Chadwick, who has worked at Boston College for nearly 12 years, said he admires the "indomitable spirit and optimism" of the young patients he visits with his fellow volunteers.
"We talk to the kids, we play cards and games, and sometimes we'll fill in for the parents to give them a break to get something to eat," said Chadwick.
"It can be difficult, but most of it is very upbeat. The nurses are great and I've formed some wonderful relationships with children and their parents.
"I've always felt it is important to put something back, to return the goodwill in my life to people who are less fortunate."
Internal Audit Director William Chadwick. (Photo by Lee Pellegrini)
Cystic fibrosis is an incurable inherited disorder, affecting mainly the lungs and the digestive system. Half of those with cystic fibrosis die before the age of 30.
Chadwick has attended many funerals of children he befriended at the hospital. "It's always a painful experience, but it's necessary for closure after losing the friendship of a child.
"The first child I became close to who passed away was 11. It was a very difficult situation - if I go into it, there will be tears all over the place. You don't forget."

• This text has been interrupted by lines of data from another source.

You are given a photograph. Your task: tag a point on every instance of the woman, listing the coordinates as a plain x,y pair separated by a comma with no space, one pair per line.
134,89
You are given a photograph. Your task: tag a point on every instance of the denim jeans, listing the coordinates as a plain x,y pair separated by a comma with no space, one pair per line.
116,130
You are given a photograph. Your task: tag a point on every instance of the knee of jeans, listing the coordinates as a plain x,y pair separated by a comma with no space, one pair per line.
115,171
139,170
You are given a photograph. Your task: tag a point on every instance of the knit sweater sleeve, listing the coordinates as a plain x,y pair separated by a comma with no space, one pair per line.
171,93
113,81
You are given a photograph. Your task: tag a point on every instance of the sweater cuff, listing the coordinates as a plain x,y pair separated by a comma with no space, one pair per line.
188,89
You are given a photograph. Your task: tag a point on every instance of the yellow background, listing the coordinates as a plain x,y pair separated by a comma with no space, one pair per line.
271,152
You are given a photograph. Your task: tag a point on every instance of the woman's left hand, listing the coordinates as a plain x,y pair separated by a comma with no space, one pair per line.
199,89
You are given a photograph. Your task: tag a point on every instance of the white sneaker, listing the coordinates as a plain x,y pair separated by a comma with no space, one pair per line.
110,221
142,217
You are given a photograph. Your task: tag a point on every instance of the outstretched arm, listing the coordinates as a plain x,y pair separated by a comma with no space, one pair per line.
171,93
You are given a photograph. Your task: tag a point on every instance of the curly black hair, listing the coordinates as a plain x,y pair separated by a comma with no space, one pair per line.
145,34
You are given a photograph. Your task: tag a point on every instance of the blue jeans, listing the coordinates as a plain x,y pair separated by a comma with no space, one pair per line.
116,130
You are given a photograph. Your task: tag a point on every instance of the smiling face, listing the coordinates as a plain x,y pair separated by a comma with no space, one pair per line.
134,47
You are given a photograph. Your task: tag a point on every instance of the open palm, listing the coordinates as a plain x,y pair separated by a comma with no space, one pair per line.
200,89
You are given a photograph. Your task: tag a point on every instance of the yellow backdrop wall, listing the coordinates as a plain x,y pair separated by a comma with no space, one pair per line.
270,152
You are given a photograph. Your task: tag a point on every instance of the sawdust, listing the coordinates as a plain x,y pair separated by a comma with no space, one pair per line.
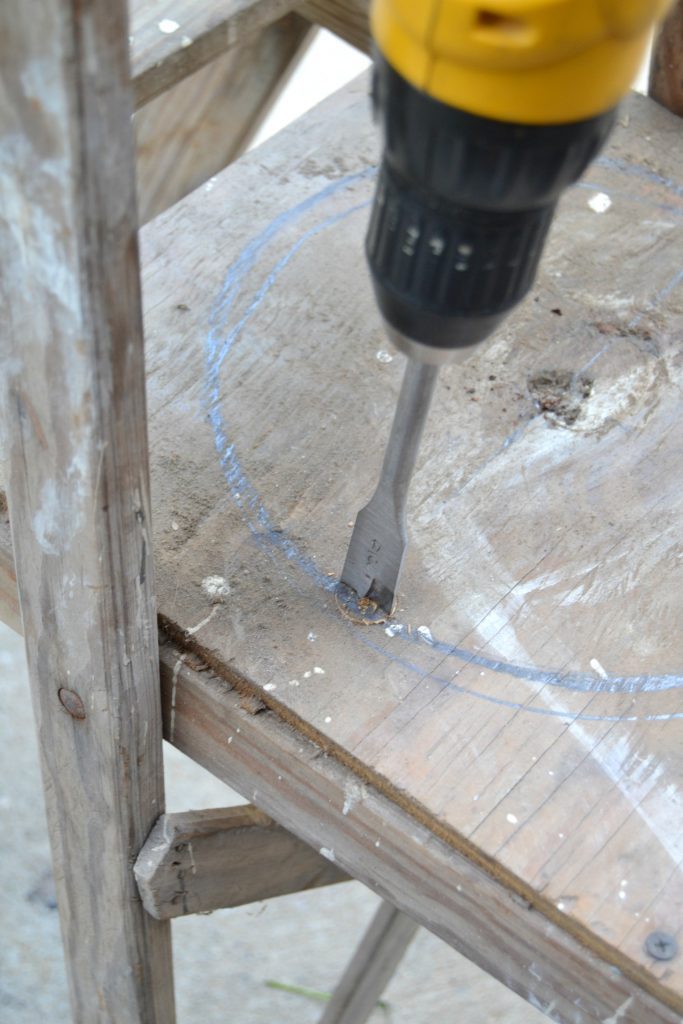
559,394
360,610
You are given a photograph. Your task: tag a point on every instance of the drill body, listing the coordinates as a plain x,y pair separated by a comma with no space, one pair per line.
487,115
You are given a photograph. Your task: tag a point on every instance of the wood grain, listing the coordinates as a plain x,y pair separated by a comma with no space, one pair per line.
200,861
73,400
371,968
205,31
193,131
304,786
532,725
347,18
666,83
535,718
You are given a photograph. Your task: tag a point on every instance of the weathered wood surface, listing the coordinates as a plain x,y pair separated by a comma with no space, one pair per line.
534,723
310,793
72,381
347,18
171,41
528,705
199,861
372,967
9,598
193,131
666,84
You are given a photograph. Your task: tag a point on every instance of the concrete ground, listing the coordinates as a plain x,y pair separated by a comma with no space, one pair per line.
223,962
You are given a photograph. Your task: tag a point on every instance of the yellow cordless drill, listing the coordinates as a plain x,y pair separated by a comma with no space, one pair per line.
488,112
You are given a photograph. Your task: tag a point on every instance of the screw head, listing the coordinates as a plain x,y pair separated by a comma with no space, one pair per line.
72,702
660,945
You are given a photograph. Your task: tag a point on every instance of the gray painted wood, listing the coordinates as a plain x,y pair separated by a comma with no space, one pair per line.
162,55
304,787
194,130
371,968
347,18
198,861
73,397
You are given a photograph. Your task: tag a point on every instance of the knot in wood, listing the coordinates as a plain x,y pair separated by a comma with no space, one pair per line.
72,702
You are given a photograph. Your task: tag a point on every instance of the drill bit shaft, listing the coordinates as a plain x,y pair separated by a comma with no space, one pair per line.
378,544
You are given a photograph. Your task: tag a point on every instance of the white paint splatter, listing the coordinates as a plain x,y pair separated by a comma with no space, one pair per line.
216,589
600,202
354,793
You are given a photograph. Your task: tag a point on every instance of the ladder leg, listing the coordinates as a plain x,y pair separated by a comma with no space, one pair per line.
72,383
371,968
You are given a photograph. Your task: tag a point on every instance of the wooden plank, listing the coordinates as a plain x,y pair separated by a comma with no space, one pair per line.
73,400
347,18
199,861
372,967
375,840
168,44
544,552
525,702
311,794
189,133
666,84
10,612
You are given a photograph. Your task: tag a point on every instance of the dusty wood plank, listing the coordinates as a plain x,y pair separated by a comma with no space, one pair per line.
189,133
10,612
544,553
347,18
196,34
199,861
371,968
666,84
74,409
526,702
330,807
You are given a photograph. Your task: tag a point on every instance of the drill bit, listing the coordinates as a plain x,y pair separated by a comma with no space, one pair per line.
378,543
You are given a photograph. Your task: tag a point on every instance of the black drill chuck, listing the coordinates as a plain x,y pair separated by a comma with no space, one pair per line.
462,210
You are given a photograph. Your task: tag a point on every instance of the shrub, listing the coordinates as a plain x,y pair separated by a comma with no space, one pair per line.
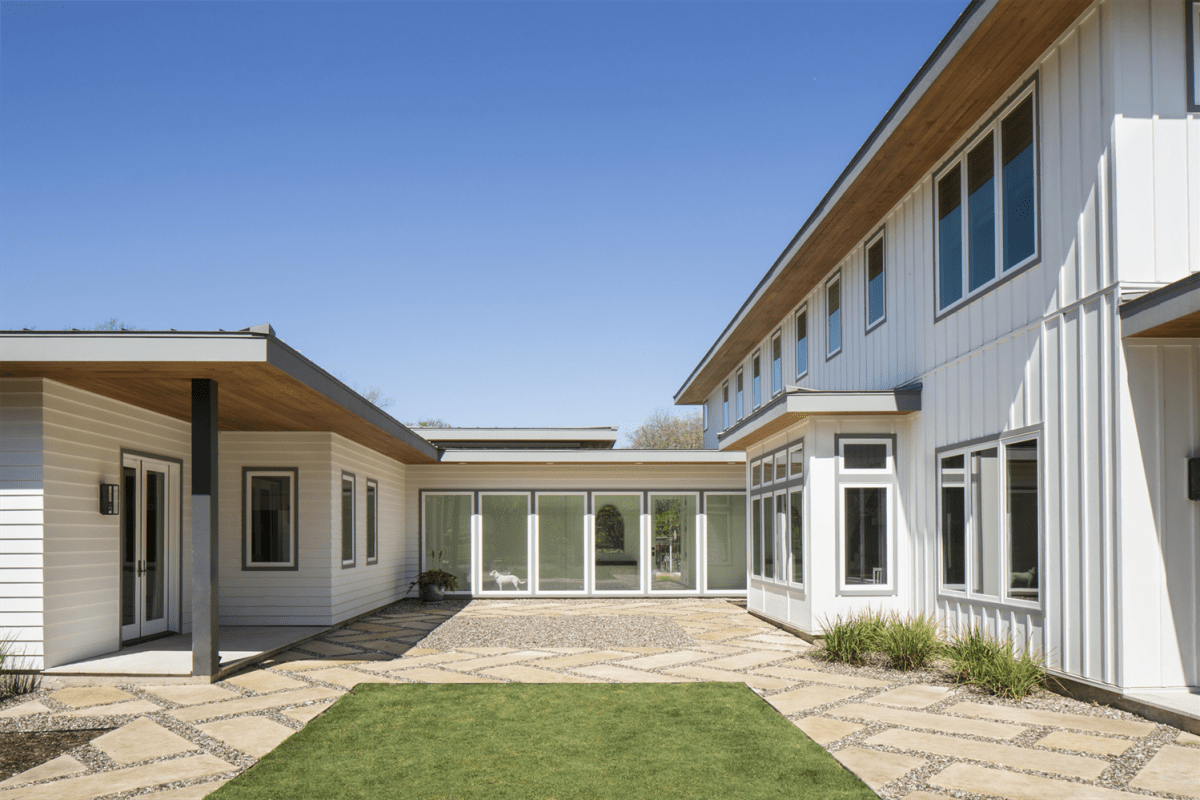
910,643
991,663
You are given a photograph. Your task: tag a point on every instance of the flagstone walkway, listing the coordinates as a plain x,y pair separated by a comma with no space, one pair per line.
909,737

Each year his colleagues at More Hall collaborate on a Bake Off and resulting cookbook dedicated to a child who has passed away at Children's Hospital in the previous year.
Sales of the $6 cookbook over the past nine years have raised $7,300 for magic shows, music and toys to entertain young patients at the hospital.

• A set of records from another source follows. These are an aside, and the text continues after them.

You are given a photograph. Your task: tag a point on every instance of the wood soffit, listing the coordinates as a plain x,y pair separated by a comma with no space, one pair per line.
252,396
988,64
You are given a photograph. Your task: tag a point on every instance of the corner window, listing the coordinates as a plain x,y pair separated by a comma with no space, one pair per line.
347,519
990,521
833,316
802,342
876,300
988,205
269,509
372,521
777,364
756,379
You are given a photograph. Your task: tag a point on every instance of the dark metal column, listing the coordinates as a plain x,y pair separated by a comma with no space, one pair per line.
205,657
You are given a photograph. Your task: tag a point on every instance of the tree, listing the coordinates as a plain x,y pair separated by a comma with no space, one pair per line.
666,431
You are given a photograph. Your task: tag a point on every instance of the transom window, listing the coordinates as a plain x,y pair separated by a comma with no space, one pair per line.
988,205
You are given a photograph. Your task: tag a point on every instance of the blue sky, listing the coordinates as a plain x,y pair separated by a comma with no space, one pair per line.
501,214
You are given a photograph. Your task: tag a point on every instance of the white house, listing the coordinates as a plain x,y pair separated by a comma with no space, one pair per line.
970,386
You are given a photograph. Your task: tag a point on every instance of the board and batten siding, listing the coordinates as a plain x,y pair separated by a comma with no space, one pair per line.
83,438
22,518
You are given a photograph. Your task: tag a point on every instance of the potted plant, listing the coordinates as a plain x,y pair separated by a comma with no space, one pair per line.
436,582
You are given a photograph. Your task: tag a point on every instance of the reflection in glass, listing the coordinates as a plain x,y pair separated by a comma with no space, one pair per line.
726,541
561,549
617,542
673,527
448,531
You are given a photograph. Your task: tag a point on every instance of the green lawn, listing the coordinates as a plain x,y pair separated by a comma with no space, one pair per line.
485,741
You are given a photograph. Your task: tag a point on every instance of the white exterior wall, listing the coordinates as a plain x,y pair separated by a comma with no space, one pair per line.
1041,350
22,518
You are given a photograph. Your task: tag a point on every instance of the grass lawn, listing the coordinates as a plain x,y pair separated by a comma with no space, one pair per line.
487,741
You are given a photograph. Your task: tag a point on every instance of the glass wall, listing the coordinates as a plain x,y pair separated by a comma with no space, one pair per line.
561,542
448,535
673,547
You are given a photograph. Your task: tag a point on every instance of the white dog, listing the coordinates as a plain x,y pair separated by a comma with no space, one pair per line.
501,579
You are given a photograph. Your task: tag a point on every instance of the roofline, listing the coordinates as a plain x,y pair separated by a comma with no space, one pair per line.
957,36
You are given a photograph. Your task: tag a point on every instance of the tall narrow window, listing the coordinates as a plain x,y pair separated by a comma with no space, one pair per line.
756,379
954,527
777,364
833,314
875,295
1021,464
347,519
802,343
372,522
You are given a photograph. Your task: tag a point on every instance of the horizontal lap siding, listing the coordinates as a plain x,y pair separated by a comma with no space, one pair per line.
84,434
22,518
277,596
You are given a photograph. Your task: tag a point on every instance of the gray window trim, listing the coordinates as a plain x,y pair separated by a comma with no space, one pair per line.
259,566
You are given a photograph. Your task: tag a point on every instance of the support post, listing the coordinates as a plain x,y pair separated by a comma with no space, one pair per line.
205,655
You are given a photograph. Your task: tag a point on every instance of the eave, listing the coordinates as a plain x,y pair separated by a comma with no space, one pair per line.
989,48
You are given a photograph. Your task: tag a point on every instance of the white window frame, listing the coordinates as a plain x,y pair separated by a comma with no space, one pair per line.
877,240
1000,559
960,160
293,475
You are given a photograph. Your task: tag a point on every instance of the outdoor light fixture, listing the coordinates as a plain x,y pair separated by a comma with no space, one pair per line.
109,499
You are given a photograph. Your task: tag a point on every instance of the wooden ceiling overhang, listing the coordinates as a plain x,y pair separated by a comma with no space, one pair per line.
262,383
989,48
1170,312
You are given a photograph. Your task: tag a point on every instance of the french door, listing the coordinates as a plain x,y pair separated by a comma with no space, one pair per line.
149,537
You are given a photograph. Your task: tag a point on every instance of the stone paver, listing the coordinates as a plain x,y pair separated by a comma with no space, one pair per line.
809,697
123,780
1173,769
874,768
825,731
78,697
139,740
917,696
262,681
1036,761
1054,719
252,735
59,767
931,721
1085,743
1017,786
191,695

Risk Management Director Michael Prinn nominated Chadwick for the Community Service Award, citing his colleague as "a special person who exemplifies the Jesuit ideals of community involvement.
"This type of devotion requires a very special type of person, one who has an innate sensitivity to young children in pain," Prinn wrote. "His fellow volunteers, the staff at the hospital, the children and their families all respect, like and admire Bill, and look forward to Thursday nights when he comes to their unit."
Chadwick said he doesn't deserve undue praise. "It's natural for someone to want to do something for others," he said. "What I'm doing is not that unusual. Many people do it in different ways."
He and his wife, Donna, a music therapist, live in Westford with two golden retrievers, several cats and a house rabbit. Their love of animals has led them to become vegetarians, he said, and to be active in a Barre, Mass., humane shelter as well as in a volunteer network that rescues and finds homes for abandoned golden retrievers.
An auditor who loves dogs and kids? The green eye-shade mentality "is just the opposite of my personality," said Chadwick. "I enjoy doing something nice without any motivation of reward, just for the simple sake of giving of one's self."